Researchers at Northwestern University have, for the first time, created borophane – atomically thin boron that is stable at standard temperatures and air pressures. Borophene – a single-atom-thick sheet of boron – only exists inside an ultrahigh vacuum chamber, limiting its practical use outside the lab. By bonding borophene with atomic hydrogen, the researchers created borophane, which has the same exciting properties as borophene and is stable outside of a vacuum.

(Funded by the National Science Foundation and the National Institutes of Health)

An interdisciplinary research team at Lehigh University has unraveled how functional biomaterials rely upon an interfacial protein layer to transmit signals to living cells concerning their adhesion, proliferation, and overall development. The researchers demonstrated that living cells respond to characteristics of the interfacial layer that arise as a consequence of microscale and nanoscale structures engineered into a substrate material. These tiny structures have an enormous impact upon the nature of the proteins and how they restructure themselves and electrostatically interact with the material, which, in turn, influences the manner in which cells attach to the substrate and develop over time.

(Funded by the U.S. Department of Defense, the National Science Foundation and the U.S. Department of Energy)

Researchers at Northwestern University have, for the first time, created borophane – atomically thin boron that is stable at standard temperatures and air pressures. Borophene – a single-atom-thick sheet of boron – only exists inside an ultrahigh vacuum chamber, limiting its practical use outside the lab. By bonding borophene with atomic hydrogen, the researchers created borophane, which has the same exciting properties as borophene and is stable outside of a vacuum.

(Funded in part by the National Science Foundation)

Researchers from Penn State and the University of Tokyo have created one-dimensional van der Waals heterostructures, a type of heterostructure made by layering two-dimensional materials that are one-atom thick. These heterostructures may lead to new, miniaturized electronics that are currently not possible. The team's research suggests that all 2D materials could be rolled into one-dimensional heterostructure cylinders, known as hetero-nanotubes.
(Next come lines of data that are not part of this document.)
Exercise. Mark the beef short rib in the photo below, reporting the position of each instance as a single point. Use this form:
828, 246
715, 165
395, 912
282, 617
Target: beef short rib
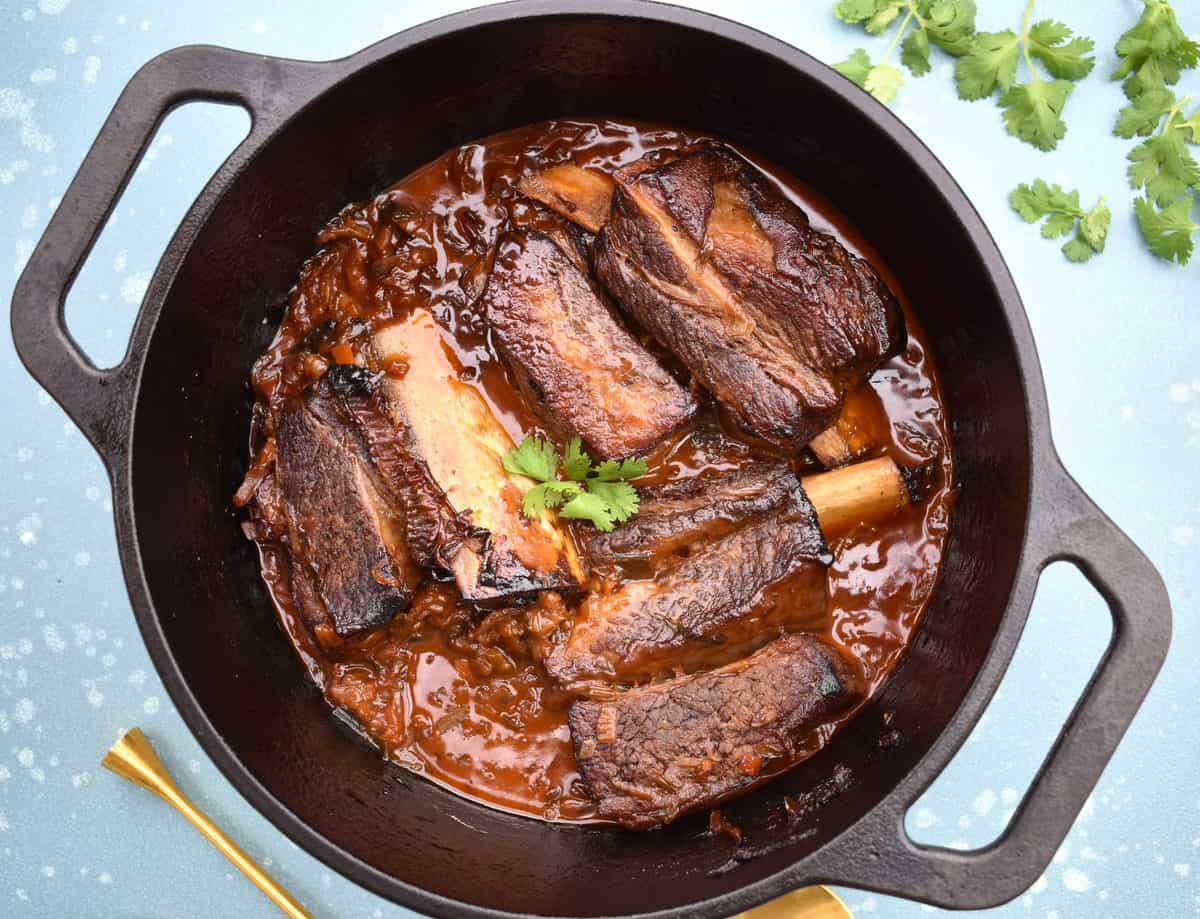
438, 443
676, 516
725, 598
570, 356
655, 752
346, 544
777, 319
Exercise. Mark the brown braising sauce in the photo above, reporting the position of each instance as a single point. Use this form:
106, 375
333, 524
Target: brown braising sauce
455, 692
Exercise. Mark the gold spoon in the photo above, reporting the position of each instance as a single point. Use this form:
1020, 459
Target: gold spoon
132, 757
808, 902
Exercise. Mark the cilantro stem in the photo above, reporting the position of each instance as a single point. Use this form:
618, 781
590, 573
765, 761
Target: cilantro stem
900, 31
1024, 38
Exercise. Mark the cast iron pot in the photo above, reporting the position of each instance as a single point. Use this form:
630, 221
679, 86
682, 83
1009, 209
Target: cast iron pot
171, 422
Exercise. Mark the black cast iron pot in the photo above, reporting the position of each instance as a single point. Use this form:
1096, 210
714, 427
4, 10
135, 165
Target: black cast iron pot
171, 422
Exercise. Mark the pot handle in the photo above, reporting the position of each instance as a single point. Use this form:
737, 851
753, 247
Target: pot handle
100, 401
877, 853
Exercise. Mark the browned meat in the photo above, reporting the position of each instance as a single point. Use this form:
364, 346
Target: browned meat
438, 442
675, 516
582, 196
351, 563
655, 752
575, 362
723, 599
777, 319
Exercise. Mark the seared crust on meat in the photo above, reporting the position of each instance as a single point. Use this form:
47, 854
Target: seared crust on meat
655, 752
777, 319
577, 366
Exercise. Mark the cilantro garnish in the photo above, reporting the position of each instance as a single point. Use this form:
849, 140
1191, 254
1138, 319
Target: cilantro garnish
1153, 54
1032, 110
1063, 214
948, 24
599, 494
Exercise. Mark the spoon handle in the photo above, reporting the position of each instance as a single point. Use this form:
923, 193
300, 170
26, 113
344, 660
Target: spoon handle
132, 757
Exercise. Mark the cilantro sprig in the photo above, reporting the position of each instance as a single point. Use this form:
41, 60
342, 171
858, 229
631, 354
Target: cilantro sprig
1032, 110
1063, 214
1153, 53
949, 24
597, 493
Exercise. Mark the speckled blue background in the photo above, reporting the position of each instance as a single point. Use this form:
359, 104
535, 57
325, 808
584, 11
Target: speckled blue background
1119, 342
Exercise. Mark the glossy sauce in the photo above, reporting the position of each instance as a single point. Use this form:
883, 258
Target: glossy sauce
455, 694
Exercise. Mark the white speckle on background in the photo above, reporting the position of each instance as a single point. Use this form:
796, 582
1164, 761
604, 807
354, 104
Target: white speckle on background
1089, 810
28, 529
984, 802
133, 287
1075, 881
53, 640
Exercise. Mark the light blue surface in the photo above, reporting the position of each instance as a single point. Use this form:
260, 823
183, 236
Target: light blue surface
1119, 342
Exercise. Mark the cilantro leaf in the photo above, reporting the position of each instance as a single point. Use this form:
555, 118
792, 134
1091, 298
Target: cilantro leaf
611, 470
1155, 50
599, 494
915, 53
855, 11
990, 62
1193, 125
1033, 112
576, 463
1062, 210
1144, 114
1163, 164
621, 497
535, 458
547, 494
949, 23
1169, 230
883, 82
856, 66
588, 506
1093, 226
1065, 59
886, 11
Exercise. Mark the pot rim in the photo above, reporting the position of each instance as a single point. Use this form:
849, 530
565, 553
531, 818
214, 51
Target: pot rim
1060, 521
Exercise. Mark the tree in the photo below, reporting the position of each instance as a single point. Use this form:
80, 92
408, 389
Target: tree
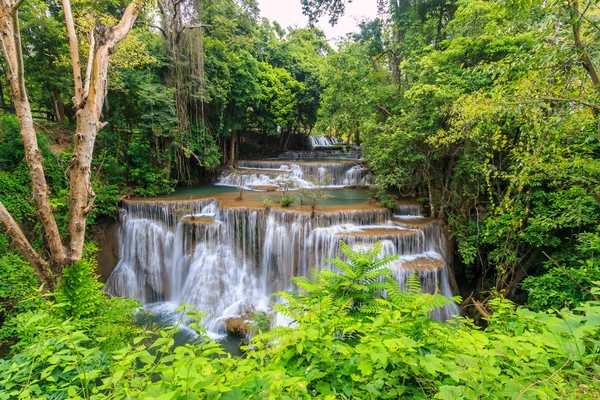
88, 102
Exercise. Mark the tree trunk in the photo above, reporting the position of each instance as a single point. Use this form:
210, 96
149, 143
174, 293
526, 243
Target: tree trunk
11, 39
81, 195
232, 149
59, 107
429, 190
88, 120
(Funded by the National Science Foundation)

Researchers from North Carolina State University have demonstrated that a slimy, yet tough, type of biofilm that certain bacteria make for protection can also be used to separate water and oil. The material may be useful for applications such as cleaning contaminated water. In the experiment, the researchers used the bacteria as factories of cellulose nanofibers. Then, they removed the bacteria and their non-cellulose residue and used the cellulose membrane to separate water from a solution containing both oil and water.

(Funded by the National Institutes of Health)
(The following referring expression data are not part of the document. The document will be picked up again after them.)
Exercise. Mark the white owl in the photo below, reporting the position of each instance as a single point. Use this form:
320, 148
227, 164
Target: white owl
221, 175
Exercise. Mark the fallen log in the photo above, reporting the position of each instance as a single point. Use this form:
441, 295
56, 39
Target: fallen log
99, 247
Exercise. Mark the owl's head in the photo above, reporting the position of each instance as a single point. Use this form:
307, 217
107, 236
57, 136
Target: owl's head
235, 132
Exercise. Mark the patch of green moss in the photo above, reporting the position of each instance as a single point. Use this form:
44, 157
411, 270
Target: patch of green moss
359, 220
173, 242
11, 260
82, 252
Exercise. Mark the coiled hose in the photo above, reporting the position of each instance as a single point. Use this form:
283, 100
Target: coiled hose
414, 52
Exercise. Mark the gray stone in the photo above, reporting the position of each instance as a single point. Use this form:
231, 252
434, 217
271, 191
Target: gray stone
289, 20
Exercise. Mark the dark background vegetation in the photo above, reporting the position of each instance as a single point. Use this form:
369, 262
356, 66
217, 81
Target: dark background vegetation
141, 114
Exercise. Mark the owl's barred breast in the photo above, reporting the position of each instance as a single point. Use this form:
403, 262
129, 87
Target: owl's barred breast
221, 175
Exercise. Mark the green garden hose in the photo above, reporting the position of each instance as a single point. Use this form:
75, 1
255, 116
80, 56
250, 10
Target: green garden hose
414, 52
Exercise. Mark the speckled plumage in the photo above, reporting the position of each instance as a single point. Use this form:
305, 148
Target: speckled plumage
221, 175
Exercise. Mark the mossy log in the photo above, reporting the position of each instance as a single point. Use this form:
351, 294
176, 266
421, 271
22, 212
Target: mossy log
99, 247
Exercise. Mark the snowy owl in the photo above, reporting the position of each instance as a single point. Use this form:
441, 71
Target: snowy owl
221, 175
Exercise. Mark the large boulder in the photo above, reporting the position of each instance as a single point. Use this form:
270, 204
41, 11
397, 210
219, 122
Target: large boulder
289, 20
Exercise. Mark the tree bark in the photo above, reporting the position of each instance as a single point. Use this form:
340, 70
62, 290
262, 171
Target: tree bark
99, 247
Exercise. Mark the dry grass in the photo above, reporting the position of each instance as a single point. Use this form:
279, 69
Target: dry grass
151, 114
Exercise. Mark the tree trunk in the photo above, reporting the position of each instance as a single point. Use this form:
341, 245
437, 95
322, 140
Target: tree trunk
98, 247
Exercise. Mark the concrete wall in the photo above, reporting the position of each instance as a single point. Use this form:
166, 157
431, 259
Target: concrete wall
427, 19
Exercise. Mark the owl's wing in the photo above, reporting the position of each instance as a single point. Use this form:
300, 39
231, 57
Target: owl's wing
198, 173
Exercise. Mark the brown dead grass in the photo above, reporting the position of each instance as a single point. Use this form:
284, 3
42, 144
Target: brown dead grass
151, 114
Tiny fluorescent semiconductor dots, called quantum dots, are useful in a variety of health and electronic technologies but are made of toxic, expensive metals. Nontoxic and economic carbon-based dots are easy to produce, but they emit less light. Now, researchers from the University of Illinois Urbana-Champaign and the University of Maryland, Baltimore County have found good and bad emitters among populations of carbon-based dots, also called carbon nanodots. This observation suggests that by selecting only super-emitters, carbon nanodots can be purified to replace toxic metal quantum dots in many applications.
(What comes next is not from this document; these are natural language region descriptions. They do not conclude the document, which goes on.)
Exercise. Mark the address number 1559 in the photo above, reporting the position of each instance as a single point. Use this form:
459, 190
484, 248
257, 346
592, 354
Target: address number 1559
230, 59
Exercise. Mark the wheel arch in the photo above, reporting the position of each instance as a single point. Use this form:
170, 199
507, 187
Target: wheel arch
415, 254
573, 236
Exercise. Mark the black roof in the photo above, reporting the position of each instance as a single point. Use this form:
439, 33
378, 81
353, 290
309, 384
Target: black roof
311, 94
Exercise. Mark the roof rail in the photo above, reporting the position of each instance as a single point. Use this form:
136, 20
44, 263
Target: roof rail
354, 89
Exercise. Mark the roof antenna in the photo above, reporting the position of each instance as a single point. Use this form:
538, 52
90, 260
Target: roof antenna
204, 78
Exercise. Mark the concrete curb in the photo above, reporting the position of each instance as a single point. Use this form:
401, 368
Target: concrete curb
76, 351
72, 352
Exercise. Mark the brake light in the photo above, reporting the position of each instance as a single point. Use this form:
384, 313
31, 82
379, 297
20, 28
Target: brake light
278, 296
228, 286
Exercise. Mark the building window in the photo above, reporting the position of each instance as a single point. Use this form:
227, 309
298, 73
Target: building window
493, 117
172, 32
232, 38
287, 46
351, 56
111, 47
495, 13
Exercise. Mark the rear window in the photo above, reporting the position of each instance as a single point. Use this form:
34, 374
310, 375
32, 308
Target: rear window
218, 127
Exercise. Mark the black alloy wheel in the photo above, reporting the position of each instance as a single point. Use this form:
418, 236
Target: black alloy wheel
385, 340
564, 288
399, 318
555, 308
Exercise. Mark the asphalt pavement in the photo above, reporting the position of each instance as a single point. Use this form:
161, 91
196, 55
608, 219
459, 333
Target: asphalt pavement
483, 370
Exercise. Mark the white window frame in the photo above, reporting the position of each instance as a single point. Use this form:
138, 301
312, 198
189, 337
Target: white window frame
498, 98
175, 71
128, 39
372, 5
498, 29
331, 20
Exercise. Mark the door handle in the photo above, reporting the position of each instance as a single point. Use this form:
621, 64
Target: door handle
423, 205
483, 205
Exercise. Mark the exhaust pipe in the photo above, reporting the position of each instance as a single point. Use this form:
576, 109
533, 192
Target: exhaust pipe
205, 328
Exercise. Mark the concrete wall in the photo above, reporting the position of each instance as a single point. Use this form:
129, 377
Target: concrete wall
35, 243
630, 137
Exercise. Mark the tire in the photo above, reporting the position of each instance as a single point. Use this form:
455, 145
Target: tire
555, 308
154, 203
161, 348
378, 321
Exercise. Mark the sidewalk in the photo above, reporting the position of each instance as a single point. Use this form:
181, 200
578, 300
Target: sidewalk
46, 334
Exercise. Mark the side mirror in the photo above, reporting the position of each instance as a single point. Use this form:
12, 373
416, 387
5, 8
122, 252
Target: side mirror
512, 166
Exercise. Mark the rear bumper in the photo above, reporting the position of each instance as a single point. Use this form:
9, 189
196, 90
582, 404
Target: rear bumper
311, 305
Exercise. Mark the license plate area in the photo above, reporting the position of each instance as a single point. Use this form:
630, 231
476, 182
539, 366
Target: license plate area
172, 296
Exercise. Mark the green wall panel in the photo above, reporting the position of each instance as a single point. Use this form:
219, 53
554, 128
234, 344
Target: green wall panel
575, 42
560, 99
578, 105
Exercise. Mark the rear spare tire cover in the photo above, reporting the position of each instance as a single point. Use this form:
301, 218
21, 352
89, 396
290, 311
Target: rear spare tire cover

(Funded by the National Science Foundation and the U.S. Department of Energy)

Researchers from Vanderbilt University and the U.S. Department of Energy’s Oak Ridge National Laboratory have used a drop of rubbing alcohol, an office laminator, and creativity to develop scalable processes for manufacturing single-atom-thin graphene membranes. The membranes outperformed state-of-the-art commercial dialysis membranes, and the approach is fully compatible with roll-to-roll manufacturing.